SFS must be scanning something. You can enable SFS debug logging via ESH:
C:\ProgramData\Sophos\Sophos File Scanner\Logs\SophosFileScanner.log
The details in this post regarding the log might help:After installing Sophos, the Tasy Java Management System is slow - Discussions - Sophos Endpoint - Sophos Community
It's hard to tell from the Task Manager screenshot but is "Sophos Endpoint Defense Software" the process SEDService.exe or SSPService.exe? The Details view is better I find.
Also do you have a SophosScanCoordinator.exe process running to indicate a scheduled/on-demand scan is running. Could it be that it is performing a scan with archive scanning? That typically generates a lot of work for SophosFileScanner.exe and then SSPService.exe to process the results.
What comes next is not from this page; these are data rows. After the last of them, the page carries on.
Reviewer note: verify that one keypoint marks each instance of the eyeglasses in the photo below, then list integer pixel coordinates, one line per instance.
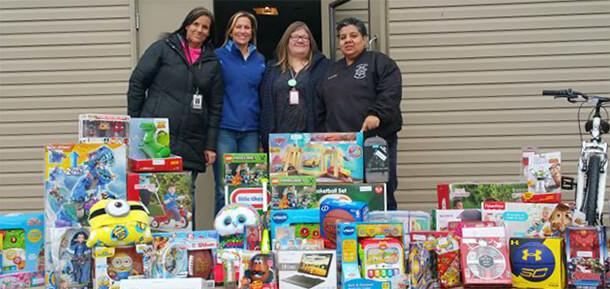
(303, 38)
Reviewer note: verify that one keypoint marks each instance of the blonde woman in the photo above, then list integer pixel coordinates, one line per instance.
(289, 85)
(242, 69)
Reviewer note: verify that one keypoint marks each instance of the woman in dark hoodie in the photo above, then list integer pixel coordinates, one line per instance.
(289, 85)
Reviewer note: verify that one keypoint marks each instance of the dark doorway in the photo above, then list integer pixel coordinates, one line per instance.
(270, 28)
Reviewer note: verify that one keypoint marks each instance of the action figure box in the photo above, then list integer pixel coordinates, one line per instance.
(531, 219)
(245, 169)
(68, 259)
(471, 195)
(149, 146)
(334, 211)
(293, 192)
(485, 257)
(257, 271)
(307, 269)
(543, 175)
(330, 157)
(442, 218)
(371, 255)
(77, 176)
(21, 250)
(103, 128)
(168, 197)
(585, 256)
(185, 255)
(537, 263)
(113, 264)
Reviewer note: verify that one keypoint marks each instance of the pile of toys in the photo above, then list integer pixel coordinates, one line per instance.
(310, 214)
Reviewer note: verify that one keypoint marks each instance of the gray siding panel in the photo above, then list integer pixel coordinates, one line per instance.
(473, 71)
(57, 59)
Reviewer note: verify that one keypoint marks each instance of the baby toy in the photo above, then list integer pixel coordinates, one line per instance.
(118, 223)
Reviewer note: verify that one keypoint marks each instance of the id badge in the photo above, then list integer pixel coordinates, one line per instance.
(197, 101)
(294, 97)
I've enabled the SFS logging on a few clients and told my colleagues to write down the time when the problem occurs. I am going to wait a couple of days and will analyze the logs after. I've checked the scheduled scan config on my endpoints. We full scan the devices every wednesday on 09:00 AM, every device got about 300GB internal disk capacity to scan. I don't think the scheduled scans are the problem, because I can't imagine scanning round about 300 GB would take more than one day. I'll keep you updated. Thanks for your help!